Marxist Reading - Eliot

When reading The Great Gatsby with a Marxist lens the first thing I do is forget everything that I thought I knew when reading with a psychoanalytical lens. This is because with a psychoanalytical lens you are looking for people’s motives and thought processes and with a Marxist lens you are given the motives and are looking for things, which back up this explanation. Reading with a Marxist lens there is the idea of Commidification. Commidification talks about people being used for their value this is comparable to the Marxist idea of exploitation. One character who demonstrates this is Tom. He uses people’s value to make up for his own lowered social status. Another character who will commoditise people is Daisy.
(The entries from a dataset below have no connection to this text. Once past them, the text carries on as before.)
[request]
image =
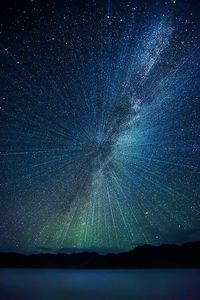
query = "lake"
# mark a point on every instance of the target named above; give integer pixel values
(53, 284)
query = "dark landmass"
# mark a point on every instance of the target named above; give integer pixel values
(147, 256)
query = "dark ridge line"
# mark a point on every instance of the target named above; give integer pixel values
(146, 256)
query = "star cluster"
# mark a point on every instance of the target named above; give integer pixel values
(99, 112)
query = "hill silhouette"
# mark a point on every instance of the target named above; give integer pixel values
(147, 256)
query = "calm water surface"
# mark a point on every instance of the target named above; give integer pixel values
(32, 284)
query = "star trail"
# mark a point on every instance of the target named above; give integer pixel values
(99, 114)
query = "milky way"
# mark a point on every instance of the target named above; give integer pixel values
(99, 121)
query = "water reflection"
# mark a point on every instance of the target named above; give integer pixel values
(21, 284)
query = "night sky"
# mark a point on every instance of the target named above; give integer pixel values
(99, 124)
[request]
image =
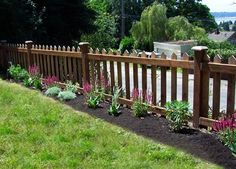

She uses Tom and Gatsby to whatever end she pleases she sides with the better commodity and is very willing to leave them should they become less beneficial. One example is she is perfectly content to allow Gatsby to take the blame for Myrtle’s death. Gatsby is another example. He commoditised Daisy. Marxist theory says that he felt that should he win her his new money and the stigmas that came with it would change. His money would become ‘new’ money Interestingly enough though a book which, it can be argued, is making strong Marxist statements does not portray the lower class well. Fitzgerald does not treat myrtle and Wilson benevolently. This could show that it was never intended to be a commentary using Marxist ideas, or that Fitzgerald didn’t feel that the focus on the lower class would help him makes his point.